Si on regarde de près, cet opus présente quelques petites erreurs mineures. À la page 4, la carte indique qu’au retour, après avoir traversé Andematunum (Langres) Quintus Aper passe par Bibracte, oppidum délaissé qui était l’ancienne capitale des Eduens. Or, à aucun moment entre son passage à Andematunum page 30 et le moment où nous les retrouvons sur une barge sur la Saône page 40, ce petit groupe ne passe par Bibracte.
Un problème se pose également avec l’orthographe du prénom de l’héroïne. Tout au long de l’album elle est appelée « Columba » avec un « u », sauf aux pages 33 et 35, où elle est dénommée « Colomba » avec un « o ».
Si on examine de près la cinquième case de la page 44, il y a quelque chose qui ne va pas dans la posture de Columba tirant à l’arc. Pour assurer la visée, la flèche devrait reposer sur sa main gauche fermée sur le bois de l’arc. Le bras droit est dessiné tendu droit vers le haut (on voit les plumes de l’empennage à hauteur des cheveux de la tireuse), alors qu’en principe ce bras devrait être replié et tenir la corde avec la flèche encochée à la hauteur de la commissure des lèvres de Columba.

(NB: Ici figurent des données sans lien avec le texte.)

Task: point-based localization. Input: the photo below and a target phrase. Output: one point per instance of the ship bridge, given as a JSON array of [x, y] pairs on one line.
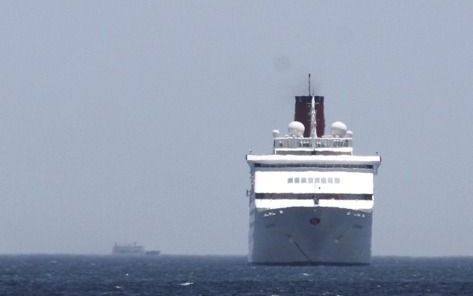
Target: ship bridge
[[312, 146]]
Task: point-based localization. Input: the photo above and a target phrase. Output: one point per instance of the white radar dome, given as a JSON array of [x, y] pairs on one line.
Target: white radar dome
[[339, 129], [296, 129]]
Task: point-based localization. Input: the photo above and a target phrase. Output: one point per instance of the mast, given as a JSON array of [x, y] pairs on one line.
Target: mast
[[313, 121]]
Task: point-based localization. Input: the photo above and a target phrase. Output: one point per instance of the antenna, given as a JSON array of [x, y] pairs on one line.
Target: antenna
[[309, 84]]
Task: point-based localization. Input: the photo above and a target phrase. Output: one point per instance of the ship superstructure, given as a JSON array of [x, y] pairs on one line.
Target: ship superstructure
[[311, 200]]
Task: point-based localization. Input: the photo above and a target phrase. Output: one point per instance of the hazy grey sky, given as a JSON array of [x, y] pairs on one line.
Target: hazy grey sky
[[130, 120]]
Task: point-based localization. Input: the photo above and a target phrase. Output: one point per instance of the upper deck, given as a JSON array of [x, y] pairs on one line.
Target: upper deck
[[301, 145]]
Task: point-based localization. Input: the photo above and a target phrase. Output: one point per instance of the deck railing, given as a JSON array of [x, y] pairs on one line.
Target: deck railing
[[289, 142]]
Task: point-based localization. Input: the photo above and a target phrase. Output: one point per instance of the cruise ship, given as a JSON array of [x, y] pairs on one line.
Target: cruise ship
[[311, 200]]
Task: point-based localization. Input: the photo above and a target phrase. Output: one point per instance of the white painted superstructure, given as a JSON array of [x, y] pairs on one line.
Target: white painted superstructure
[[311, 200]]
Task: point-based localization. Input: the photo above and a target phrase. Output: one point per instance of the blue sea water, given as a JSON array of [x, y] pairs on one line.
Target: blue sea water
[[213, 275]]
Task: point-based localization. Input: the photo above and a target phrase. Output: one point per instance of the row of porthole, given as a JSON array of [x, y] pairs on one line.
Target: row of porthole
[[322, 180]]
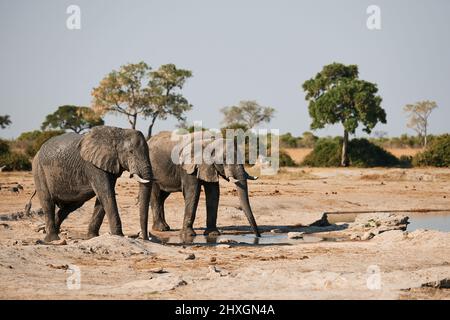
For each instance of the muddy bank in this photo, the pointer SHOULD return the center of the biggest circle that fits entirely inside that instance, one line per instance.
(391, 263)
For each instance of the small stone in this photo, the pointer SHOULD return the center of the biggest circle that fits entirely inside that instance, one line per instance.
(227, 241)
(190, 257)
(62, 242)
(367, 236)
(158, 270)
(355, 236)
(295, 235)
(40, 228)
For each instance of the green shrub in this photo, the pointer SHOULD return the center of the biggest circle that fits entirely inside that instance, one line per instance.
(362, 153)
(15, 162)
(437, 153)
(4, 147)
(406, 161)
(326, 153)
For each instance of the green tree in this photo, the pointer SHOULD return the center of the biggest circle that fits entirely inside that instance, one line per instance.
(337, 95)
(246, 114)
(4, 121)
(165, 97)
(418, 118)
(134, 90)
(72, 118)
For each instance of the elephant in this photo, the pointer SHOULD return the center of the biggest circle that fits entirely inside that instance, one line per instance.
(71, 169)
(188, 178)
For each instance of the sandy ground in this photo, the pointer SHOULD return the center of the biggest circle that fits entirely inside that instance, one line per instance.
(298, 154)
(392, 265)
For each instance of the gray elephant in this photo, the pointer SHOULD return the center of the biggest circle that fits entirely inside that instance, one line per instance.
(70, 169)
(188, 178)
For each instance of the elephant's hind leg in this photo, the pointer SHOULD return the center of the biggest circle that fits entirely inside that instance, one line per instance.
(48, 206)
(212, 194)
(158, 197)
(96, 221)
(191, 194)
(63, 212)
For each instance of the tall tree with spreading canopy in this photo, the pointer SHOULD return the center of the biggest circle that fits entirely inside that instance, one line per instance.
(418, 117)
(134, 90)
(5, 121)
(73, 118)
(247, 114)
(337, 95)
(165, 97)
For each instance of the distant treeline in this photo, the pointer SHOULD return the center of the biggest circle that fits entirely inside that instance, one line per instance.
(309, 140)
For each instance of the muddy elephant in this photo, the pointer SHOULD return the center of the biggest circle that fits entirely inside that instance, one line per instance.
(70, 169)
(188, 178)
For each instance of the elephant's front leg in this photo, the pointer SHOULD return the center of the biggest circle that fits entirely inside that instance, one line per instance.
(212, 193)
(104, 189)
(96, 220)
(191, 194)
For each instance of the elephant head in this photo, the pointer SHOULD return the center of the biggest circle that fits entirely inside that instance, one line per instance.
(115, 150)
(216, 161)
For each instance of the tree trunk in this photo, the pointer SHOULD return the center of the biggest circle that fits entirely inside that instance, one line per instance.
(344, 159)
(425, 137)
(150, 128)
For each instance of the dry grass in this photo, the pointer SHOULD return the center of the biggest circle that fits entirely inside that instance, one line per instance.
(298, 154)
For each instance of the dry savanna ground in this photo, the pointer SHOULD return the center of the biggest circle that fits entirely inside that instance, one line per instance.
(391, 265)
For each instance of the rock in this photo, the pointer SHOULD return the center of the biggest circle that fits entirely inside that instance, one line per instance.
(439, 284)
(40, 228)
(227, 241)
(355, 236)
(367, 236)
(383, 221)
(62, 242)
(158, 270)
(190, 257)
(295, 235)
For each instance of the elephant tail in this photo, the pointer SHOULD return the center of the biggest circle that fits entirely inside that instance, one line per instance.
(28, 205)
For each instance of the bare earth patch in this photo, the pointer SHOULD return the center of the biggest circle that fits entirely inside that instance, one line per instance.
(391, 265)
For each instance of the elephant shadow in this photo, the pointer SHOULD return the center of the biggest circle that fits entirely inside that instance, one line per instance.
(241, 235)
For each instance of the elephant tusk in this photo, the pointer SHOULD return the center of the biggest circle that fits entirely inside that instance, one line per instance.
(232, 179)
(139, 179)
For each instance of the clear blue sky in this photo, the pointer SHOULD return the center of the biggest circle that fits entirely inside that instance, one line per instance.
(237, 50)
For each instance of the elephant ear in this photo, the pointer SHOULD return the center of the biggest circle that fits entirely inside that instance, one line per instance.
(98, 147)
(205, 172)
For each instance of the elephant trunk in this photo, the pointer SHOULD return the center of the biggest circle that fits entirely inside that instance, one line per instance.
(242, 190)
(144, 200)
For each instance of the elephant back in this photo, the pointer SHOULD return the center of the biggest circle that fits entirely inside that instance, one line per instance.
(58, 148)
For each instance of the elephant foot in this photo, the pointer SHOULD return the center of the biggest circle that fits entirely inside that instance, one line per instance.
(188, 232)
(51, 237)
(213, 232)
(160, 226)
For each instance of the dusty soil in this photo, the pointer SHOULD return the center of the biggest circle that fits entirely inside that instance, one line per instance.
(391, 265)
(298, 154)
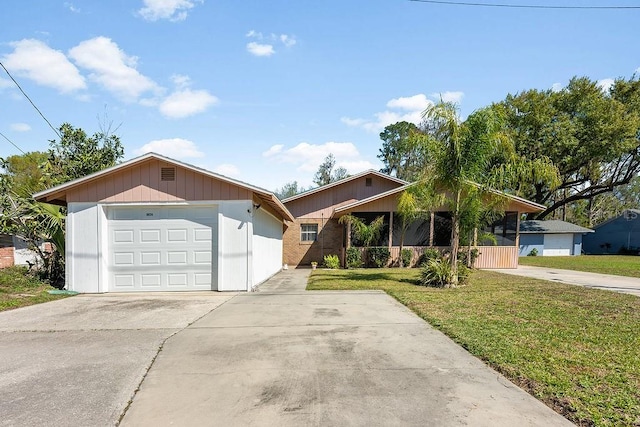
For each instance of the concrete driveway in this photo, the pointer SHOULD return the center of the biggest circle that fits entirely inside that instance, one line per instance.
(78, 361)
(287, 357)
(608, 282)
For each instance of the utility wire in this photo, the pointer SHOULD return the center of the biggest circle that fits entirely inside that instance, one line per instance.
(520, 6)
(11, 142)
(34, 105)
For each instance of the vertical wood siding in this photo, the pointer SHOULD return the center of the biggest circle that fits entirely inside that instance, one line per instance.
(141, 183)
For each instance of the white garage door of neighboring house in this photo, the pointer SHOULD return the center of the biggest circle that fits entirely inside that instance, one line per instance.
(557, 244)
(158, 248)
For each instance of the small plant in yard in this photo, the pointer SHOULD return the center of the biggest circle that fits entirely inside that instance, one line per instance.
(378, 256)
(331, 261)
(406, 255)
(354, 258)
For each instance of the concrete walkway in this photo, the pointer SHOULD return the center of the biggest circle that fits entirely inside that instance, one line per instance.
(627, 285)
(283, 356)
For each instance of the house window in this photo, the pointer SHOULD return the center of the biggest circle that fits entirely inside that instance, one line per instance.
(308, 232)
(168, 174)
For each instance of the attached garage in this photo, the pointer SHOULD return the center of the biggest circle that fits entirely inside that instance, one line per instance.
(155, 224)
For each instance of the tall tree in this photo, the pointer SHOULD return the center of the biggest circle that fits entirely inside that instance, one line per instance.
(289, 189)
(402, 153)
(464, 167)
(328, 173)
(591, 135)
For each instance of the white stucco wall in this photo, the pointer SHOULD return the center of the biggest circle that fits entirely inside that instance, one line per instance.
(267, 246)
(83, 252)
(234, 234)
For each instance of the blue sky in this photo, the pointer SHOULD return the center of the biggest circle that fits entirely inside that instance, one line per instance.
(263, 90)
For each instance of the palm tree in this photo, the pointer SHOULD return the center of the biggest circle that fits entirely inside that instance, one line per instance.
(471, 159)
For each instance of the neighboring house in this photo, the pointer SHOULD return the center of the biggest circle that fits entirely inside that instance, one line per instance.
(156, 224)
(316, 231)
(615, 235)
(15, 251)
(551, 238)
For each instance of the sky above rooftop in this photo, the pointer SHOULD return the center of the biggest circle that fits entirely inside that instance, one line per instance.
(263, 90)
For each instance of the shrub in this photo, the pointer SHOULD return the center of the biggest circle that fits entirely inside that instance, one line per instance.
(354, 257)
(332, 261)
(378, 256)
(406, 256)
(429, 254)
(436, 273)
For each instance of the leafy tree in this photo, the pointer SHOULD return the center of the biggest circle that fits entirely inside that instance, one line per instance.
(469, 166)
(402, 153)
(590, 135)
(76, 154)
(328, 173)
(289, 189)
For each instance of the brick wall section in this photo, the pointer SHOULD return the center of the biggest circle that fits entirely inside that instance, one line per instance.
(329, 242)
(6, 257)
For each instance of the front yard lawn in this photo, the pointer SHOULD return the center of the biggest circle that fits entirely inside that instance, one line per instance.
(574, 348)
(620, 265)
(18, 289)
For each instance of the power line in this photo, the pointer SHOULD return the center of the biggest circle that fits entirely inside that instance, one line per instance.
(27, 96)
(11, 142)
(520, 6)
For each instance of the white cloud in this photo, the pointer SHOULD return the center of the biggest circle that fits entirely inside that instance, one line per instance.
(605, 84)
(112, 68)
(20, 127)
(227, 169)
(36, 61)
(259, 49)
(556, 87)
(177, 148)
(173, 10)
(186, 102)
(266, 47)
(407, 109)
(307, 157)
(410, 103)
(449, 96)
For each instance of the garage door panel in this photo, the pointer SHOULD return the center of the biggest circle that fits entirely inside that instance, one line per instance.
(168, 250)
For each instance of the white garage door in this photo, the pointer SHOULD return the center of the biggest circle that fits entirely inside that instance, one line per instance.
(162, 248)
(557, 244)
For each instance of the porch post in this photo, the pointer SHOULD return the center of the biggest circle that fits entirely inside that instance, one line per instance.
(431, 228)
(390, 230)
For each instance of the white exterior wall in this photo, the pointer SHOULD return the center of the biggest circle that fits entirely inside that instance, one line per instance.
(234, 245)
(267, 246)
(83, 250)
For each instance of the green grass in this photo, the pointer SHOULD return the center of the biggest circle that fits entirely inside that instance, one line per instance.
(620, 265)
(576, 349)
(19, 289)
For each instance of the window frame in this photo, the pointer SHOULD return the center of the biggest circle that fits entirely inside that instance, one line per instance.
(306, 233)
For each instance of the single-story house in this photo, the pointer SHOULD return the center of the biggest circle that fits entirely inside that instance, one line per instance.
(157, 224)
(619, 234)
(316, 231)
(551, 238)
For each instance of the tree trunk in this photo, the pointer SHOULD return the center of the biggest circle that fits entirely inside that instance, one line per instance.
(455, 240)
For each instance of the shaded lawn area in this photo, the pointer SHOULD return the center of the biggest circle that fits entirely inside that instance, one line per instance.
(620, 265)
(18, 289)
(574, 348)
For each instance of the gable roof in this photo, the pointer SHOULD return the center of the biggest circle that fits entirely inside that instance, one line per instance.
(552, 226)
(344, 181)
(57, 194)
(535, 207)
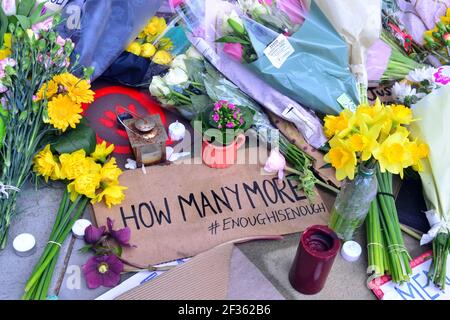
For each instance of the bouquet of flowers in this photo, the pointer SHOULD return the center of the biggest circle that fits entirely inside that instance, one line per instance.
(433, 129)
(90, 176)
(152, 44)
(269, 54)
(39, 95)
(374, 138)
(192, 85)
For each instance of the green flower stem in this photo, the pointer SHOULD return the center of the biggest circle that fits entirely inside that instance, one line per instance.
(39, 282)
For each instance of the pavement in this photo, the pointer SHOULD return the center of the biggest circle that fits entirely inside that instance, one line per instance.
(37, 210)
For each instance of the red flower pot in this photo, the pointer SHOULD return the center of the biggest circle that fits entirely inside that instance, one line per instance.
(221, 157)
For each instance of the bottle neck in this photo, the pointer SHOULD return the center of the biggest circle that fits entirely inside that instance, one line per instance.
(365, 171)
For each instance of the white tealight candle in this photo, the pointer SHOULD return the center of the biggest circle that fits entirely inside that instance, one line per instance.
(79, 227)
(177, 131)
(24, 244)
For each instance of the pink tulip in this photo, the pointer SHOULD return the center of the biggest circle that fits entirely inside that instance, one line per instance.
(276, 163)
(234, 50)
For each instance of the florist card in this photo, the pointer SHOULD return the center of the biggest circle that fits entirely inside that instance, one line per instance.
(181, 210)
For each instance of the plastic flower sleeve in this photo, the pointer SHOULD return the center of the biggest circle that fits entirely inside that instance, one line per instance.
(202, 24)
(432, 128)
(106, 29)
(359, 23)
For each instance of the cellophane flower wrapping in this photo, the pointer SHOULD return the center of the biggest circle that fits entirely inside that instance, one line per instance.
(432, 127)
(202, 21)
(106, 28)
(359, 23)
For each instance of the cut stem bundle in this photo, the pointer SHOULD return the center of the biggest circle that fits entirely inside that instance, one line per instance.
(40, 280)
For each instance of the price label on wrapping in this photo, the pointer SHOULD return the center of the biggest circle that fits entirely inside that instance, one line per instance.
(279, 51)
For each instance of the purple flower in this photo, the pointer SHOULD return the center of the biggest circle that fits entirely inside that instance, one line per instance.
(122, 236)
(102, 271)
(92, 234)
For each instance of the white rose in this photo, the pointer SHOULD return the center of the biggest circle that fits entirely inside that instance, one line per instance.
(158, 88)
(176, 77)
(178, 62)
(192, 53)
(226, 29)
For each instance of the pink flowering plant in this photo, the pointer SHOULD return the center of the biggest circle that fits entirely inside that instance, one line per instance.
(224, 121)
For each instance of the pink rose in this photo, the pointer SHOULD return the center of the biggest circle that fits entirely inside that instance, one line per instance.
(275, 163)
(234, 50)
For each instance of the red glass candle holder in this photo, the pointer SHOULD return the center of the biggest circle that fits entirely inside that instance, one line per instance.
(318, 247)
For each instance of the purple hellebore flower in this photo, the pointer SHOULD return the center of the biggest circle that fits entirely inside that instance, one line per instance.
(102, 271)
(122, 236)
(92, 234)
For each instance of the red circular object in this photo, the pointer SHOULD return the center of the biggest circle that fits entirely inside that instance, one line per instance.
(142, 99)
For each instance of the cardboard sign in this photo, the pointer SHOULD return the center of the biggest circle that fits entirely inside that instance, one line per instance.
(417, 288)
(181, 210)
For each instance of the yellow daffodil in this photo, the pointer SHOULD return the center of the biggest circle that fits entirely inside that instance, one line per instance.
(110, 173)
(102, 151)
(134, 48)
(338, 124)
(162, 57)
(113, 195)
(401, 114)
(446, 19)
(86, 184)
(5, 52)
(63, 112)
(76, 164)
(48, 89)
(393, 154)
(46, 164)
(419, 151)
(147, 50)
(342, 158)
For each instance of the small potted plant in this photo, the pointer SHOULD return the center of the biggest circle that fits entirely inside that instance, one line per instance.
(223, 128)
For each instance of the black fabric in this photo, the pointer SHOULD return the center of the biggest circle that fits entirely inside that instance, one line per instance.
(132, 70)
(411, 205)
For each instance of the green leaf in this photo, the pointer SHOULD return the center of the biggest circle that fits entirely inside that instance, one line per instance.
(82, 137)
(24, 22)
(3, 25)
(25, 6)
(232, 39)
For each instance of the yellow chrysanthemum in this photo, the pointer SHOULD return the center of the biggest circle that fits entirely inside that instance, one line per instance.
(342, 158)
(401, 114)
(393, 154)
(110, 173)
(76, 164)
(338, 124)
(162, 57)
(154, 28)
(46, 164)
(64, 112)
(102, 151)
(81, 92)
(134, 48)
(147, 50)
(49, 89)
(419, 151)
(5, 52)
(112, 194)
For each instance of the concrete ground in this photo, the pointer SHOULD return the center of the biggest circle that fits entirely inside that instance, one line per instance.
(273, 258)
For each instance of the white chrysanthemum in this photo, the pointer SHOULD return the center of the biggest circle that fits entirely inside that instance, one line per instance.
(421, 74)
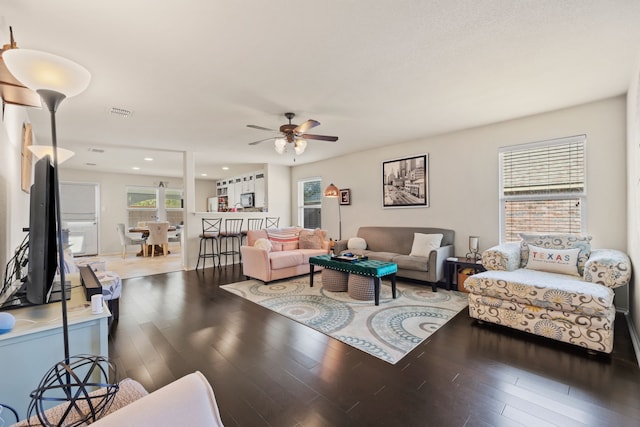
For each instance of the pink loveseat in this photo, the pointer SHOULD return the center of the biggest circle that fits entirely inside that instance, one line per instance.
(278, 253)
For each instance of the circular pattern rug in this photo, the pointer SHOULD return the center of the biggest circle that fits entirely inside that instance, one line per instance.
(388, 331)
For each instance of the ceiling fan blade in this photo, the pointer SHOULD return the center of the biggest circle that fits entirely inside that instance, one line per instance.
(319, 137)
(262, 140)
(306, 126)
(260, 128)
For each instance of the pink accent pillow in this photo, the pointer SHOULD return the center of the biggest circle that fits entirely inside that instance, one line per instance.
(286, 238)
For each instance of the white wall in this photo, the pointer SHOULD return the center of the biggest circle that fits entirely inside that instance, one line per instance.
(14, 214)
(633, 197)
(279, 200)
(204, 190)
(463, 177)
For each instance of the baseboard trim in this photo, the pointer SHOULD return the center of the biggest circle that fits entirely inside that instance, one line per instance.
(635, 339)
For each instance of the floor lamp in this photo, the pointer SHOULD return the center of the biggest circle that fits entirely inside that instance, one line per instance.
(332, 192)
(55, 78)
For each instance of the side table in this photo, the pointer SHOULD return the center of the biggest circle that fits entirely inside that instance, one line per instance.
(454, 264)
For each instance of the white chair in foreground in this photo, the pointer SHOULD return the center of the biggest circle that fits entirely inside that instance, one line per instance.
(158, 235)
(130, 239)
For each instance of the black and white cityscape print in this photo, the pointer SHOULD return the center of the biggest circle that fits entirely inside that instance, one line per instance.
(405, 182)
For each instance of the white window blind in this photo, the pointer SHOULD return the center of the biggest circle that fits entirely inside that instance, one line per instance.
(543, 187)
(309, 203)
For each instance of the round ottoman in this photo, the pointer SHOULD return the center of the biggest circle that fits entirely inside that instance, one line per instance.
(334, 281)
(361, 287)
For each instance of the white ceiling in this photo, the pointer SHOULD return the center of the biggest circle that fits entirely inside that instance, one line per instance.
(196, 72)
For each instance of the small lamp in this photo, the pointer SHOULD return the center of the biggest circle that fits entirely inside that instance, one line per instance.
(332, 192)
(473, 248)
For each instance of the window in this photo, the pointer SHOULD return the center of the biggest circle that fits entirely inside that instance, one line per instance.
(309, 202)
(543, 188)
(145, 203)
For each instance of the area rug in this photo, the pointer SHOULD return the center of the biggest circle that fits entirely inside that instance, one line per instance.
(388, 331)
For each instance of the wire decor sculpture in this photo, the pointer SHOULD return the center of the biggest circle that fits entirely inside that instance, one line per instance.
(76, 383)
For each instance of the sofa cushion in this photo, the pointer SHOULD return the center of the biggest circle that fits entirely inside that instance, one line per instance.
(308, 253)
(541, 289)
(263, 244)
(284, 259)
(423, 244)
(563, 261)
(311, 239)
(286, 238)
(253, 235)
(556, 241)
(408, 262)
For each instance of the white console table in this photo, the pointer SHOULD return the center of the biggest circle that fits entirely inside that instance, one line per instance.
(36, 344)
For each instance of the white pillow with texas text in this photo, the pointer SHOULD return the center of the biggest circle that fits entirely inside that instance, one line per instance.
(563, 261)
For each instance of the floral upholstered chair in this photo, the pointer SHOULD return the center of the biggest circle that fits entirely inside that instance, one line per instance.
(552, 285)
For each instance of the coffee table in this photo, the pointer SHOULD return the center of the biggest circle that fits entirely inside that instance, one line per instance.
(370, 268)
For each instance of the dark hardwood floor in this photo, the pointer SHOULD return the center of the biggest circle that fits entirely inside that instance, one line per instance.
(267, 370)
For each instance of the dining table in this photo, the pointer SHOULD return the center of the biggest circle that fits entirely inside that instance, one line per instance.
(157, 249)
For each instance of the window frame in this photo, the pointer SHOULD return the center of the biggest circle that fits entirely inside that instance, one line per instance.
(542, 196)
(301, 206)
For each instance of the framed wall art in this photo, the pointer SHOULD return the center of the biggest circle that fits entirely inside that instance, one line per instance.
(405, 182)
(345, 196)
(25, 167)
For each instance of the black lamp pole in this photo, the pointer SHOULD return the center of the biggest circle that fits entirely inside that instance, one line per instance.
(52, 99)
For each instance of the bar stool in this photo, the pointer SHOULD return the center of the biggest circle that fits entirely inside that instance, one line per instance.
(252, 224)
(210, 233)
(272, 222)
(232, 231)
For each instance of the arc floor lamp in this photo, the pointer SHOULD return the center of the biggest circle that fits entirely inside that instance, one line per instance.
(55, 78)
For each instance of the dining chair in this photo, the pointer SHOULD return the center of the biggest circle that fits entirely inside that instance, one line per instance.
(175, 236)
(129, 239)
(272, 222)
(232, 231)
(252, 224)
(211, 234)
(158, 236)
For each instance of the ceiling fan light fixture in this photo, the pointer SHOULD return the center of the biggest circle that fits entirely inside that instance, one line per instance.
(280, 145)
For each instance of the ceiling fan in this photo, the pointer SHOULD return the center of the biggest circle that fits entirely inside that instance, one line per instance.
(295, 134)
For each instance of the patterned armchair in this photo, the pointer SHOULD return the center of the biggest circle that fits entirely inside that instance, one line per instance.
(553, 286)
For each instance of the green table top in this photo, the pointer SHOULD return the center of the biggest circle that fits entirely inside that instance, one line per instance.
(371, 267)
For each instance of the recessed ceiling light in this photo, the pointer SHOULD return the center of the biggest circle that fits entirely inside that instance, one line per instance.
(120, 112)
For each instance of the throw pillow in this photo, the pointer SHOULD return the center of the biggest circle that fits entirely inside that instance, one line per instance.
(356, 243)
(564, 261)
(285, 238)
(423, 244)
(310, 239)
(556, 241)
(263, 244)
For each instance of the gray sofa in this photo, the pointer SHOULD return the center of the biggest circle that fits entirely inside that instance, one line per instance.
(393, 244)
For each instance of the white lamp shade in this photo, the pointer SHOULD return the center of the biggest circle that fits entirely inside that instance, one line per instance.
(43, 150)
(299, 146)
(41, 70)
(281, 145)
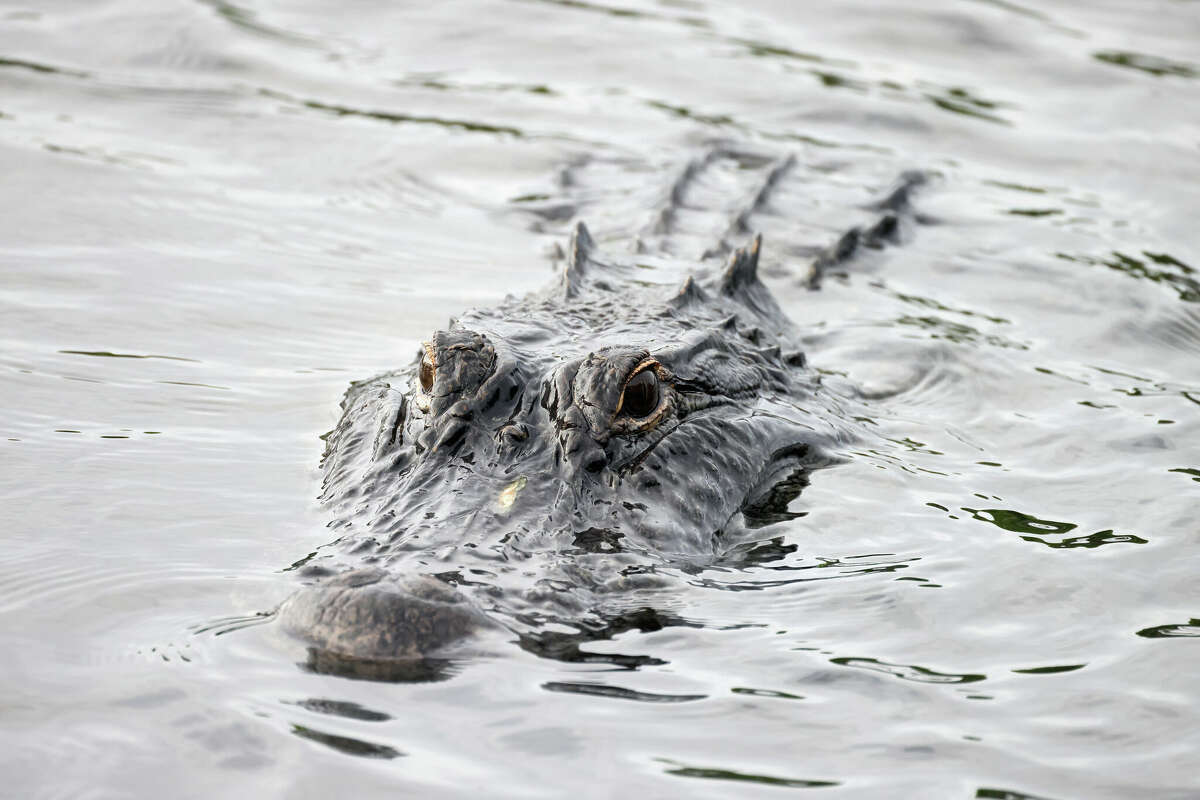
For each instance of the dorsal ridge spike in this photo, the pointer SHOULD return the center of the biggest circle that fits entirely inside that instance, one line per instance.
(742, 269)
(579, 253)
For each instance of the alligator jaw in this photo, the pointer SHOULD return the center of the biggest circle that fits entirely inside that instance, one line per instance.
(369, 621)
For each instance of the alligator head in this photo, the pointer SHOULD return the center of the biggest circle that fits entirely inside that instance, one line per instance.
(540, 461)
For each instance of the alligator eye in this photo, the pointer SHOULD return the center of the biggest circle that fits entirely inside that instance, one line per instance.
(426, 374)
(641, 396)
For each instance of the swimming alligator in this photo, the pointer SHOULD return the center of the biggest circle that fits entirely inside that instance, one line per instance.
(539, 463)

Ce deuxième tome de L’Année des quatre empereurs marque une évolution par rapport au premier. Le simple fait de pouvoir disposer d’une carte en début d’album permet de mieux situer les différentes étapes du voyage entre Rome et Cologne et retour. De plus, la part des personnages fictifs de Quintus Aper et Colomba a augmenté dans le déroulé de l’action, tandis que Antonia Caenis, personnages ayant existé, fait montre d’un rôle fondamental dans ces tribulations. Cette simplification permet de mieux atteindre un équilibre entre aventure fictionnelle et reconstitution historique pédagogique, ce qui est l’objectif visé par ce genre de publication.
Pas toujours bien servie par un dessin un peu raide, l’intrigue permet de revivre ce qui se passait durant cette année pleine de bruit et de fureur, où les destins de certains finissaient de façon tragique, tandis que d’autres voyaient la fortune leur sourire.
* : voir le dossier sur les gladiateurs sur ce site.
** : pour plus de précisions, voir l’article « Le pont de bateaux d’Arles », p.160-161 de l’intégrale Arelate (Laurent Sieurac & Alain Genot, 100Bulles).
L’Année des quatre empereurs T2 Les 100 jours d’Othon. Silvio Luccisano (scénario). Christophe Ansar (dessin). Frédéric Bergèse (couleurs). Gallia Vetus. 72 pages. 18 euros.